Automatic extraction of money and currencies
Open Semantic Search extracts amounts of money from text to the facet "Money" and currencies to the facet "Currencies". For example text parts of your documents like "100 dollars", "1,000$", "$ 100.50" or "100 USD" are extracted to the facet "Money".
So you can overview (facets) and drill down / filter your search results to documents concerning money.
Open Source ETL money extraction plugin
For that purpose the Open Semantic ETL (extracts documents full text to more structured data and search index) open source plugin "extract money" is based on and combines multiple natural language processing (NLP) and textmining methods like ontology / SKOS thesaurus / dictionary based entity extraction and regular expressions (regex) for extraction of numbers with (fully integrated) open data from the free knowledge graph Wikidata to extract money amounts and currencies in multiple variants from the full texts of your documents.
So by this dictionary- and text-pattern (Regex)-based approach it often extracts additional structured information concerning money where the machine learning approach by Named Entity Recognition (NER) failed on prediction of the NER class money
.
Currency signs
The plugin is configured with currency signs like for example the Dollar currency sign $
or the Euro currency sign €
.
Currency labels
Another main approach is the extraction of currency labels (f.e. "Dollar", "Euro" and their aliases like "US Dollar", "USD" or "EUR") by our integrated currencies thesaurus.
This Simple Knowledge Organization System (SKOS) standard based thesaurus of currencies is an export of results of a Wikidata SPARQL query for labels, synonyms and alternate labels of currencies extracted from the Wikidata knowledge graph / ontology.
Extract currency labels and aliases by thesaurus (dictionary based named entity extraction)

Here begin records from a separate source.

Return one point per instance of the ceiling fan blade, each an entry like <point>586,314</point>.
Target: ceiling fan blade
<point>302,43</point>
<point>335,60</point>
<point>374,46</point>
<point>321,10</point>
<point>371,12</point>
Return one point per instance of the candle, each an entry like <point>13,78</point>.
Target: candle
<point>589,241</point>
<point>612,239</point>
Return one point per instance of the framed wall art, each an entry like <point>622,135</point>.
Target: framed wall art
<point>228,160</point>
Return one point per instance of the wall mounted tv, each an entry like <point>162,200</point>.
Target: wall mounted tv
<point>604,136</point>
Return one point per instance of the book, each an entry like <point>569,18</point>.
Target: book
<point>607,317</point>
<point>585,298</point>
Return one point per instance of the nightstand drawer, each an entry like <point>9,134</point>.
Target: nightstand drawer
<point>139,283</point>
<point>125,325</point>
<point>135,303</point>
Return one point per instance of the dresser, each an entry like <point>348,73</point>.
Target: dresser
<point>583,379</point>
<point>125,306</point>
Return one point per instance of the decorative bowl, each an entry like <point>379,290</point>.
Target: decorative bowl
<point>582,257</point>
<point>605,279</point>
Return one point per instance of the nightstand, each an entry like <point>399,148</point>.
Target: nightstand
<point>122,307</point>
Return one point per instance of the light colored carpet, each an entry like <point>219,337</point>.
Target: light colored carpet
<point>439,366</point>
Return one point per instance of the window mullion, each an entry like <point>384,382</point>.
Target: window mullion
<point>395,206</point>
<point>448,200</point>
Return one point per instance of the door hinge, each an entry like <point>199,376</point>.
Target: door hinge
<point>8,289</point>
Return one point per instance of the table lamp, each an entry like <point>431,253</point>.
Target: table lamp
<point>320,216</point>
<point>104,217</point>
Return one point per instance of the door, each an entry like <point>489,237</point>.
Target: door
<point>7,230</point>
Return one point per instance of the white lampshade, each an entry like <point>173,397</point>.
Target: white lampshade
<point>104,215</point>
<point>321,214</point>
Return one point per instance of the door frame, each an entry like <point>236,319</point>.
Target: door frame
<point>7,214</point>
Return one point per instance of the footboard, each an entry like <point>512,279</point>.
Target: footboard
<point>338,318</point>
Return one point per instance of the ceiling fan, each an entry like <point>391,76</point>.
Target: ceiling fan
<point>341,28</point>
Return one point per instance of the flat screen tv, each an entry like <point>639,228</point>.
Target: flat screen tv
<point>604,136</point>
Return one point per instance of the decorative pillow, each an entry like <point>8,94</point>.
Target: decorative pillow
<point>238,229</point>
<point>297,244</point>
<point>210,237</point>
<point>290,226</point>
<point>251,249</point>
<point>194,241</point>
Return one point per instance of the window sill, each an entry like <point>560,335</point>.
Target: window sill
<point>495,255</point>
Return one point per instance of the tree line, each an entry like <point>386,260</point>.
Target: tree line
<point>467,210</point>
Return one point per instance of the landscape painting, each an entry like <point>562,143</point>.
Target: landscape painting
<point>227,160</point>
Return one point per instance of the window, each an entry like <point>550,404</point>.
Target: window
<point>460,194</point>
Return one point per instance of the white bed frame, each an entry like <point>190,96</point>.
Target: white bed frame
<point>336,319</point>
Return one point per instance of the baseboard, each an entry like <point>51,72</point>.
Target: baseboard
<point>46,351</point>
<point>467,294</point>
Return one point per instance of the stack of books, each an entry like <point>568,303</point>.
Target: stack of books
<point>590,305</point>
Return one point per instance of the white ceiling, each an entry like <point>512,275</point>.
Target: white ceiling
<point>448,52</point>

Since this SKOS thesaurus of currencies is preconfigured in Ontology Manager (Python/Django UI for import data from SPARQL/RDF to Solr Texttagger) of the semantic search engine, this step was yet done by the ETL plugin for dictionary/thesaurus/ontology based extraction of labels of entities from full text by OpenRefine Reconciliation API Standard based Open Semantic Entity Search API, Solr providing a REST-API for managing these entities with labels and entity IDs/URIs in a Solr index and Solr text tagger, a Finite State Transducer (FST) based dictionary matcher REST-API to extract this indexed labels / substrings from full text.
Knowledge Graph based on Open Data from Wikidata
The used currency ontology includes different currency labels and aliases like "US dollar", "EUR" or "Euros":
For getting the open data list / thesaurus of currency labels and their alternate labels/aliases we query, extract and import Open Data of entities from Wikipedia from the the free universal knowledge graph Wikidata by the following SPARQL query returning RDFS labels and SKOS thesaurus alternate labels:
SPARQL query
Get labels from all instances of type currency (Wikidata Entity Q8142
)
PREFIX skos: <http://www.w3.org/2004/02/skos/core#>
CONSTRUCT {
?uri rdfs:label ?label ;
skos:prefLabel ?prefLabel ;
skos:altLabel ?altLabel .
}
WHERE {
?uri p:P31/ps:P31/wdt:P279* wd:Q8142.
OPTIONAL {
?uri rdfs:label ?label .
}
OPTIONAL {
?uri skos:prefLabel ?prefLabel .
}
OPTIONAL {
?uri skos:altLabel ?altLabel .
}
}
Extraction combines numbers with currency signs or currency labels to facet money
As last step all approaches are combined by a Regular expression which matches numbers which are combined with extracted currency label before or after a number (text pattern based extraction).
So from this Regex matches we get money like "100 dollars" for the facet "Money".